First-order optimization methods tend to inherently favor certain solutions over others when minimizing an underdetermined training objective that has multiple global optima. This phenomenon, known as implicit bias, plays a critical role in understanding the generalization capabilities of optimization algorithms. Recent research has revealed that in separable binary classification tasks gradient-descent-based methods exhibit an implicit bias for the $\ell_2$-maximal margin classifier. Similarly, generic optimization methods, such as mirror descent and steepest descent, have been shown to converge to maximal margin classifiers defined by alternative geometries. While gradient-descent-based algorithms provably achieve fast implicit bias rates, corresponding rates in the literature for generic optimization methods are relatively slow.
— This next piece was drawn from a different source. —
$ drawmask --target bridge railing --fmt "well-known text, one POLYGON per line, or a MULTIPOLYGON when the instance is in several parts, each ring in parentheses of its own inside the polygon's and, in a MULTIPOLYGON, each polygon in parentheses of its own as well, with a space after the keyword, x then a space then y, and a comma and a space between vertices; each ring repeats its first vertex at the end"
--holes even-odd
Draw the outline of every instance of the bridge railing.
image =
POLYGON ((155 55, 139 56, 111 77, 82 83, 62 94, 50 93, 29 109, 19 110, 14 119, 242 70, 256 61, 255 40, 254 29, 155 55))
To address this limitation, we present a series of state-of-the-art implicit bias rates for mirror descent and steepest descent algorithms. Our primary technique involves transforming a generic optimization algorithm into an online optimization dynamic that solves a regularized bilinear game, providing a unified framework for analyzing the implicit bias of various optimization methods. Our accelerated rates are derived by leveraging the regret bounds of online learning algorithms within this game framework. We then show the flexibility of this framework by analyzing the implicit bias in adversarial training, and again obtain significantly improved convergence rates.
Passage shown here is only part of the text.